Uber Underscores Need to Embrace Change Agents
The rideshare service’s legal battles are hitting home a major point in the technology channel.
By Larry Walsh
Ask anyone what Uber does and you’ll likely hear that it’s a taxi service or something along those lines.
That’s not what Uber says, and that holds a lesson for the IT channel.
In recent court filings in California, where Uber’s fighting off the “employer” label (which would subject it to a bevy of costly regulations and taxes), Uber describes itself as a “lead-generation service” for independent contractors providing a service to third parties.
Uber isn’t alone in what’s being dubbed “the sharing economy.” Other companies, like Lyft and Airbnb, market apps that connect consumers with people selling a service, such as transportation and lodging. Uber actually likens itself to eBay and Etsy, which connect sellers and buyers through marketplaces.
To some, though, Uber and its ilk pose a threat to traditional business models. Democratic presidential candidate Hillary Clinton took aim at the sharing economy and Uber, saying that businesses like it aren’t as beneficial to society as companies that provide traditional jobs. “This on-demand, or so-called ‘gig’ economy, is creating exciting opportunities and unleashing innovation,” she said. “But it’s also raising hard questions about workplace protections and what a good job will look like in the future.”
Uber is locked in several fights around the world with local governments. Paris has banned the service. London has placed heavy restrictions on it. California wants Uber drivers classified as “employees,” entitled to benefits and worker protections. Critics raise questions about the safety of passengers using Uber’s service instead of medallion taxicabs. But Uber’s most dogged fight is with New York City’s progressive mayor Bill de Blasio, who’s railing against the service, saying it will add 25,000 new cars to Gotham’s already-congested streets.
Supporters of Uber and services like it say the pushback has little to do with the environment, traffic congestion, or public safety, and more to do with preserving the incumbent business models of taxi companies, hotels, and other industries being disrupted by the sharing economy. After all, the last buggy-whip makers lobbied against the mass production of automobiles until they could no longer fight the changing tide.

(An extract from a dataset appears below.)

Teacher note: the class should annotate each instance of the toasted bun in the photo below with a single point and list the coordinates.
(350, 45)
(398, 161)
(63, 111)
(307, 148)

The pattern of economic progress is one of innovation that’s met by resistance and, ultimately, capitulation by the incumbent. Take, for example, Dollar Shave Club. The service launched in 2011 with the simple idea of providing quality, low-cost razors to consumers through a subscription model. At first, it was seen as a bit of a joke, until it started stealing market share from shaving titan Gillette, with recently launched its own subscription service.
The technology channel goes through such disruption cycles every few years or so. A decade ago, it was all about managed services; vendors resisted until they could figure out a way to embrace the services model to drive new sales. In 2008, cloud computing started to disrupt traditional hardware and software sales. Again, vendors resisted, and it wasn’t until just about 24 months ago that the cloud model became generally accepted. And in 2010, with the launch of the Apple iPad, mobility started (and still is) disrupting the desktop, arguably causing vendors to rethink their product strategies.
In the IT industry, disruptive change agents are everywhere. Salesforce.com disrupted traditional CRM software with its cloud service. Amazon Web Services shocked the IT market by becoming a cloud powerhouse. Google still continues to surprise the market with the power of its search technology. Each of these vendors not only disrupted its legacy rivals, but also brought new channel models to the fore that aided its growth.
Parallel to the disruption faced by vendors is the cycle of resistance perpetuated by solution providers – mostly at the insistence of vendors. When vendors hold back on making changes to their models, they also increase incentives to partners to bolster the legacy go-to-market strategy. This encourages partners to remain stagnant. Then, when vendors see the light of change, they bemoan partners’ reluctance to embrace new ways of doing business.
Progress never comes without disruption. Building new worlds requires plowing under the old. Adaptation and evolution are what keep businesses vibrant and viable. But this disruption doesn’t have to be destructive; it’s an opportunity to learn and remain fresh. The channel spends far too much time worrying about change and far too little studying how to effectively harness its power. The ultimate Uber lesson is this: Don’t fight change; figure out how it can make you and your business better.